Del mismo modo que otros tallan madera, pintan paredes, cortan la hierba o lanzan insultos frente al ordenador, a mí me dio por organizar y dar caprichosa forma a toda una legión de células. Debido a su mastodóntico número, acabé proponiéndome lo más obvio: crear un mastodonte. Si lo piensas, organizar algo así no es tan difícil. Lo más difícil es encontrar y reunir todo el material necesario. Como las células están por todas partes, en principio para recolectarlas no debería de haber problema. El problema principal es clasificarlas y acantonarlas en distintos cuarteles para que no entren en disputa y se malogren de manera que, incluso antes de empezar, la pretendida organización se quede en nada. Todas esas tareas previas me llevaron días y días de arduo trabajo, pero al final, siguiendo el detallado organigrama que me había diseñado, tuve el acierto de ir formando imponentes regimientos celulares. Fui tan meticuloso que llegué a tener allí alineadas células de todos los tipos de muchas de las especies conocidas.
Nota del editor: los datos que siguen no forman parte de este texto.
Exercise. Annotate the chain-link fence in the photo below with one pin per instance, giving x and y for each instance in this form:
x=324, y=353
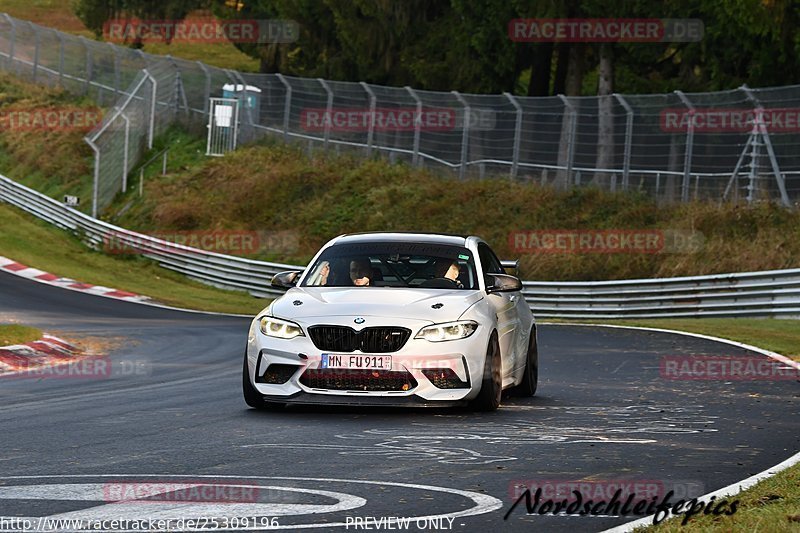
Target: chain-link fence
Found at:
x=736, y=145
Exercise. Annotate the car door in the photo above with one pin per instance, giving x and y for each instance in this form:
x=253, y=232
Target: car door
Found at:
x=504, y=305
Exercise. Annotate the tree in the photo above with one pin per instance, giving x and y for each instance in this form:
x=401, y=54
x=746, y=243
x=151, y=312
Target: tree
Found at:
x=96, y=13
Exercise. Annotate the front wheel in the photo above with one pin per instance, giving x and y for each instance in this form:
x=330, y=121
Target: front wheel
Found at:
x=488, y=398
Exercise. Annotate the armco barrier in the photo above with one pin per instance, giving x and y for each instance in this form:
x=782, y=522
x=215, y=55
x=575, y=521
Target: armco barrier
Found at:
x=761, y=294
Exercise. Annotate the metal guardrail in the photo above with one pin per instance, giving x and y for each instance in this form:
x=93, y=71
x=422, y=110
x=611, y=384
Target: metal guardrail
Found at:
x=758, y=294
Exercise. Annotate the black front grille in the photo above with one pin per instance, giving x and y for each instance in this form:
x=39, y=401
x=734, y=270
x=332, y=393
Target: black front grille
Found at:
x=277, y=374
x=358, y=380
x=368, y=340
x=444, y=378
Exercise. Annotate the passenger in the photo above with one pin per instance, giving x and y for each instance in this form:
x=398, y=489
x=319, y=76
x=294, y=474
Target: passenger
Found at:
x=447, y=269
x=360, y=272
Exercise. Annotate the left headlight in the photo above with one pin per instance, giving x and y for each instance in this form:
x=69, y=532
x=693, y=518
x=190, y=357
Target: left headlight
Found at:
x=282, y=329
x=448, y=331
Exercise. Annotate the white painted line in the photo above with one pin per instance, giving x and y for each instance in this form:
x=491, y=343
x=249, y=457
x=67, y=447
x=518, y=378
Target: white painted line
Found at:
x=762, y=351
x=733, y=488
x=483, y=502
x=97, y=290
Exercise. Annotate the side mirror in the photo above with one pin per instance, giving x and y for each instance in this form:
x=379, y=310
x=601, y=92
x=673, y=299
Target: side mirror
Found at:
x=502, y=283
x=511, y=266
x=286, y=280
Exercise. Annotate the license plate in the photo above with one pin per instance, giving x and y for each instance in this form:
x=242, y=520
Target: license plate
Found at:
x=356, y=362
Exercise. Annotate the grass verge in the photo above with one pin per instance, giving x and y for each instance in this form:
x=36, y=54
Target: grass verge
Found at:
x=37, y=244
x=773, y=504
x=16, y=334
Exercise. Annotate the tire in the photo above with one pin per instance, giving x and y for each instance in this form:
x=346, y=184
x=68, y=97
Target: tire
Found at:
x=252, y=397
x=530, y=378
x=489, y=397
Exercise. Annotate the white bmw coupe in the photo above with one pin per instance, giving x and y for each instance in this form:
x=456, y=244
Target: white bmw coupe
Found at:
x=394, y=319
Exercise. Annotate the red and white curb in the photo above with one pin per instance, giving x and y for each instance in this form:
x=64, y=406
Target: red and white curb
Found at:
x=47, y=351
x=18, y=269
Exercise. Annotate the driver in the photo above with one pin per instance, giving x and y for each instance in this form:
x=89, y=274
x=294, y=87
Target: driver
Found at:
x=448, y=269
x=360, y=271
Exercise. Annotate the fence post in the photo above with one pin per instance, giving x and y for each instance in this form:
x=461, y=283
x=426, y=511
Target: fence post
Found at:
x=329, y=111
x=287, y=106
x=626, y=159
x=415, y=160
x=687, y=160
x=96, y=184
x=762, y=129
x=207, y=90
x=36, y=50
x=125, y=152
x=372, y=104
x=573, y=124
x=117, y=74
x=465, y=135
x=517, y=134
x=13, y=40
x=153, y=96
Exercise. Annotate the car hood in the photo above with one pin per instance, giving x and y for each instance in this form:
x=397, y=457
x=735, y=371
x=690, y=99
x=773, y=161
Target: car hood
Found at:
x=375, y=301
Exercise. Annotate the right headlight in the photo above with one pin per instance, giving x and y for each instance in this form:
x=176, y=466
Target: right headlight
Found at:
x=448, y=331
x=281, y=329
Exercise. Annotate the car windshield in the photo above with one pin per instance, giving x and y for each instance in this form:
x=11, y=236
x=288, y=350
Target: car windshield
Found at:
x=394, y=264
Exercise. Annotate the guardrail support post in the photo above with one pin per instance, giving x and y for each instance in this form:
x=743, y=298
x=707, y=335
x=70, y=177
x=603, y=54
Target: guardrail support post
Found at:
x=13, y=41
x=96, y=184
x=36, y=51
x=60, y=58
x=626, y=159
x=154, y=95
x=517, y=134
x=372, y=104
x=287, y=106
x=417, y=125
x=329, y=111
x=687, y=160
x=465, y=135
x=125, y=152
x=89, y=64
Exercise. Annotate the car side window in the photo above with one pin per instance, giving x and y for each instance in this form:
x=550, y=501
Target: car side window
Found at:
x=489, y=261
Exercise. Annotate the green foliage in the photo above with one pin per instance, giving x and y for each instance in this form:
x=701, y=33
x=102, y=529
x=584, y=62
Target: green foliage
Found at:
x=464, y=45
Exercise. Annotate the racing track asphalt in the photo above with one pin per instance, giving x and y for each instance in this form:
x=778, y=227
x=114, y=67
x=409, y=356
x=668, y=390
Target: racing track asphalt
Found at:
x=602, y=412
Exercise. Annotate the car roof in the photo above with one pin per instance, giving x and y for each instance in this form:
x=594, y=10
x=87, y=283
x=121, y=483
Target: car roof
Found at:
x=379, y=236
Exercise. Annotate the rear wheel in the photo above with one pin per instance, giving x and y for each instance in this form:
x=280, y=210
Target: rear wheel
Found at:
x=252, y=397
x=492, y=383
x=530, y=378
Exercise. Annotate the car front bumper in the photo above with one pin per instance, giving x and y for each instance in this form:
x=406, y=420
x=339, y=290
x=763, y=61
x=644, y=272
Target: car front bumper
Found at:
x=289, y=370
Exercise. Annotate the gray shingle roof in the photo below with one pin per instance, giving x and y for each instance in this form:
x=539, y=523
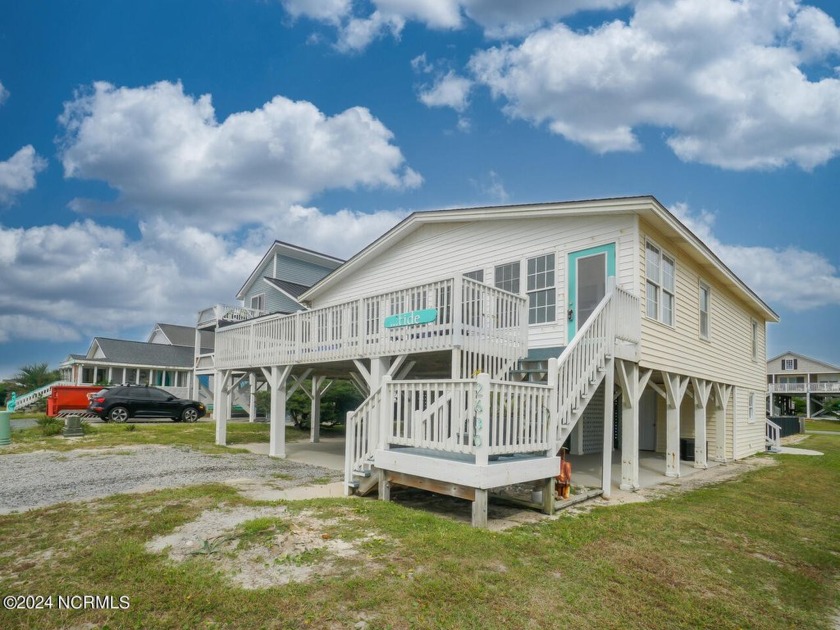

Con todo dispuesto, llegó el momento decisivo del ensamblaje y la adecuación. Me puse manos a la obra para integrarlo todo con arreglo a la organización que venía prescrita en los papeles. Con los osteocitos fui montando una estructura bastante sólida; empezaron a rodearla de forma espontánea los escuadrones de glóbulos, a medida que se deslizaban por sus estrechos vasos; en lo más alto coloqué el regimiento neuronal central, formando un núcleo poderoso, y desde ahí las neuronas se fueron extendiendo e infiltrando por todas partes hasta formar una compleja red; atravesados por vasos y nervios, fui tejiendo con cuidado amplias formaciones de miocitos, todos ellos afibrados y contráctiles, y fue entonces cuando, como por obra de magia, aquello empezó a moverse; por encima de todo ese conjunto fui disponiendo una tras otra capas y capas de células epiteliales, a fin de cerrar el paso a los intrusos; a partir de ahí, me fui remitiendo de vez en cuando al diagrama para completar el organismo con los restantes regimientos celulares. Cuando finalmente y con mucho esfuerzo logré colocar todas las células en su sitio, procurando en todo momento mantenerlas en armonía para que no se desgraciaran, cada una de ellas estaba ya presta a cumplir con su función.
Atendiendo como estaba a los últimos detalles, apenas llegué a reparar en la tremenda criatura que se levantaba ante mí. Miré una vez más el organigrama para que no quedara nada al azar en el flamante organismo. La verdad es que había partido de un diagrama quizá demasiado sencillo, donde el mastodonte era concebido como un ente minuciosamente articulado, justo hasta la última célula. Sin embargo, puede que allí no pudiera reconocerse del todo aquella mítica criatura, de la que por desgracia sólo nos ha quedado un vago recuerdo, algún dibujo y una concepción algo imaginaria. Así que la sorpresa, mejor la decepción, no tardó en llegar cuando aquel organismo descomunal, una vez erguido, trató de ponerse en marcha. Fue entonces cuando me di cuenta, absolutamente desolado, de que lo que había organizado no pasaba de ser una versión más, bastante monstruosa por cierto, del organismo humano.
Cuando para contemplar mi obra, me planté frente a este nuevo homínido, el resultado me pareció horroroso. Mi enfado creció a tal punto que inmediatamente dejé de mirarlo y, con tremendo cabreo, me di media vuelta. Mientras lo iba dejando atrás, no podía parar de mascullar: «¡Joder, cuánto tiempo perdido! Ya se puede poner éste a cuatro patas que nunca jamás llegará a mastodonte». No sé bien si aquel inocente humanoide entendió mi arrebato o se sintió menospreciado. El caso es que mis palabras actuaron en él como un resorte. No sólo se puso en marcha, sino que salió al trote, como desbocado, como si quisiera huir. Tan precipitada fue su carrera que ni se molestó en ver que su fanático diseñador, su brillante creador, marchaba por delante. En su huida loca me pasó por encima, desentendiéndose por completo de este humilde atropellado, del humano al que, tras darle vida, había ganado la posición.